Copyright February 2015 by Margaret French

(The photo of me was part of an article by the Albany Times Union.)

*******

16 thoughts on “Rowing to Boston

  1. Wonderful, Margaret, to read your version here after the Times Union one! And wonderful that you have found something that excites you, draws out your endurance skills, makes you healthy and makes for a great story! What an example you set!

  2. Wonderful post! I also enjoyed the article Kate sent out and Jeannine’s report of your good reception at Northshire. Go, Margaret!! And thanks for the inspiration!
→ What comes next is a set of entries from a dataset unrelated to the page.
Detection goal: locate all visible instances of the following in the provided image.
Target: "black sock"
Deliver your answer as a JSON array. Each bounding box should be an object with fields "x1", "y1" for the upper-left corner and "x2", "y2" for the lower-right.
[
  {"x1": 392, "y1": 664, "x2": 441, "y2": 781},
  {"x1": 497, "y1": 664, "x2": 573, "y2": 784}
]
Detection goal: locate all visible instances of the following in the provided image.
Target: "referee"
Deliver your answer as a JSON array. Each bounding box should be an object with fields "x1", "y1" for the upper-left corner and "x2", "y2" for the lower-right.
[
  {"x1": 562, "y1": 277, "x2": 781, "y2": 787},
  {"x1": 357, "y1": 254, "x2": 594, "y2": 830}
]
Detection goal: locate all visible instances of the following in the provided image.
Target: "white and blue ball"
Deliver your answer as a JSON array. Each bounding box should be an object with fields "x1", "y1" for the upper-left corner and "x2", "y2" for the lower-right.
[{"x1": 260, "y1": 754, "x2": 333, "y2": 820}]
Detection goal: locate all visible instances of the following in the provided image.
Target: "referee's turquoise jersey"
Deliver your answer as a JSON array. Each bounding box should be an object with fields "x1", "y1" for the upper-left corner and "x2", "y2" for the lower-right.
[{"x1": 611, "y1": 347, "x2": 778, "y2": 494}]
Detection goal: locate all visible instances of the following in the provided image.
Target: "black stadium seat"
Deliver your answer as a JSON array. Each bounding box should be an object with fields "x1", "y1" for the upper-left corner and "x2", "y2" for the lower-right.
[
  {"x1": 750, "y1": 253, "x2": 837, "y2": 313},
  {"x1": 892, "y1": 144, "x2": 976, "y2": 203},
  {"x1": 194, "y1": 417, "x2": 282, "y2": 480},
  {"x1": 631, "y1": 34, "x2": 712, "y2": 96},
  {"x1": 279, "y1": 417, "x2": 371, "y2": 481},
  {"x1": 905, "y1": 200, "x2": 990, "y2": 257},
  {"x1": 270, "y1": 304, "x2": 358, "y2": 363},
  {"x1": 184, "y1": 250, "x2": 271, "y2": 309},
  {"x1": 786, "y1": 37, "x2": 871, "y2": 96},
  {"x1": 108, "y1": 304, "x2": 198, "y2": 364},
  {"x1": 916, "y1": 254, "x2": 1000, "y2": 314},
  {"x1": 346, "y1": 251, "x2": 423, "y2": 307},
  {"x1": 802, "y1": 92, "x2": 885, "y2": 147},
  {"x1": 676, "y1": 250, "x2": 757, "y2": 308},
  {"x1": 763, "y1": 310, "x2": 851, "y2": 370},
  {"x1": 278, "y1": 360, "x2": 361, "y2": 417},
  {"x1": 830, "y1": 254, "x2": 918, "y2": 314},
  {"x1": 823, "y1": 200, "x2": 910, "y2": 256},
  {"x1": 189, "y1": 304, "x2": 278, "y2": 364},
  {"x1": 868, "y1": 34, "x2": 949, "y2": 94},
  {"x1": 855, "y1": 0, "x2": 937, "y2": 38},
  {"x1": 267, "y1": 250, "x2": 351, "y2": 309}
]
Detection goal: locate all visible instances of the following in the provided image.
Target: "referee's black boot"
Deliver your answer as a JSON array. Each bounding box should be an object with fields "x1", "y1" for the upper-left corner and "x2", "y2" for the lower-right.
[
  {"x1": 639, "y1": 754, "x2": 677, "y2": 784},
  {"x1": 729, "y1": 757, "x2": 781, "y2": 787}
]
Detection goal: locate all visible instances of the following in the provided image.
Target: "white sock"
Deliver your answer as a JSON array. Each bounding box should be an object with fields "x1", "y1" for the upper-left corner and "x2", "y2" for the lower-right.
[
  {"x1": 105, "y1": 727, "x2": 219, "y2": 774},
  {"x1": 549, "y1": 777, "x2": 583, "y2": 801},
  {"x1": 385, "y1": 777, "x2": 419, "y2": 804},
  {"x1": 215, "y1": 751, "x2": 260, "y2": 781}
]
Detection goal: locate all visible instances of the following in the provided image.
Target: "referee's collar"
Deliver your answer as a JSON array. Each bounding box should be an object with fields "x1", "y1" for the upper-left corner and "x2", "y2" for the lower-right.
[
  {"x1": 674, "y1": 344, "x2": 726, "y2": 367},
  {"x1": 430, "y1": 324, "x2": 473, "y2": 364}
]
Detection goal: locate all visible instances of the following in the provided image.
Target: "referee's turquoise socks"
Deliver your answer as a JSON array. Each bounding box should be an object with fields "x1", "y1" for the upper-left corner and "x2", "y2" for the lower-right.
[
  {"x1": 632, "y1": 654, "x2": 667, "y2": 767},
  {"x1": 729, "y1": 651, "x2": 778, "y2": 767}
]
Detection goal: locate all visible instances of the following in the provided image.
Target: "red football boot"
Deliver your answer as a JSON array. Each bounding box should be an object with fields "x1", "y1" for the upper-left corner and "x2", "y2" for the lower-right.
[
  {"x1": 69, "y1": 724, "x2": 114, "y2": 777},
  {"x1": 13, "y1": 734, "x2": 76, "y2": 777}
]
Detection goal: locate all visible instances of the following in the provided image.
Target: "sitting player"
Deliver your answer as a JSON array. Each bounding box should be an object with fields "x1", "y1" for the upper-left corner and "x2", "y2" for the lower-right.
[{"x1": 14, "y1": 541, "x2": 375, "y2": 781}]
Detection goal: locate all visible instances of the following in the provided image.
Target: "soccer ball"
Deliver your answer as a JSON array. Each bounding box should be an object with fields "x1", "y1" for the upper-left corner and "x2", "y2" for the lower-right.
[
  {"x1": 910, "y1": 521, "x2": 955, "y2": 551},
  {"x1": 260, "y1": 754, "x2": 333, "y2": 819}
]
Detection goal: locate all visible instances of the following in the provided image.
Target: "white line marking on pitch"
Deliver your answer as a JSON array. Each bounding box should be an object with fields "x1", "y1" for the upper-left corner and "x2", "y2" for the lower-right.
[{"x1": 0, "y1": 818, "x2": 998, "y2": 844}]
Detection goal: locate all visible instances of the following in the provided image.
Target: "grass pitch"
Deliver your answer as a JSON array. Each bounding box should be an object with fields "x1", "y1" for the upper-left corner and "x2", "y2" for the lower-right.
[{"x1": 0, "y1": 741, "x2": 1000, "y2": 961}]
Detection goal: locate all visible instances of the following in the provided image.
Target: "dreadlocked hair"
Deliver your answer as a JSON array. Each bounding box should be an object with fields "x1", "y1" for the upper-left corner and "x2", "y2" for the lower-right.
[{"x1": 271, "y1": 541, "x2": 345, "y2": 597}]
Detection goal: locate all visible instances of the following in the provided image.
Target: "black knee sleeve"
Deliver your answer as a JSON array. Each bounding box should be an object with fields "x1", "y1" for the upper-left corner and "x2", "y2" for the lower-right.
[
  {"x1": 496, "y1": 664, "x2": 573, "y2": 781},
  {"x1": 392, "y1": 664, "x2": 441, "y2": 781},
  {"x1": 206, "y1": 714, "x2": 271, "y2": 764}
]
    Have a great time in Boston,

    Siri

  3. Hi Margaret, I’m so happy and excited for you! What a fabulous accomplishment and so inspiring. You go girl. Sending you lots of good vibes and extra energy. Most importantly, have lots of fun. I’m sure it will be an insane but awesome day. xo, Jenn

    >

  4. Anything worth doing is worth doing badly! Yes! I’ve said this many times, and I add that this doesn’t contradict the claim that anything worth doing is worth doing well, because both of them follow from the fact that anything worth doing is worth doing for its own sake, no matter how well you do it.

    I’m glad that you’re coming to Boston. You’ll get to see for yourself that the snow really is as bad as you’ve seen in the news. Be careful driving around corners. You have to creep out until you can see past the snowbank in order to tell if any traffic is coming. There was a crane outside of Agganis Arena last week, hauling down loads of snow off of the roof and delivering them to a front loader, which hauled them around the corner to a snow melter.

    I probably won’t get to see you compete. I’m supposed to bake cookies that day. (More specifically, I’m supposed to help bake several hundred hamentaschen for Purim.) Still, I might be able to make it. Do you know what time your age group will be rowing?

    Have a great time CRASH-B! And by all means try Texas line dancing and guitar playing and art classes. What matters is how much you enjoy them, not how well you do them.

    Jacob

  5. Loved your blog, you have the best way of stringing you thoughts together. Wishing you all the best and will be following you. Hugs and love to you my friend.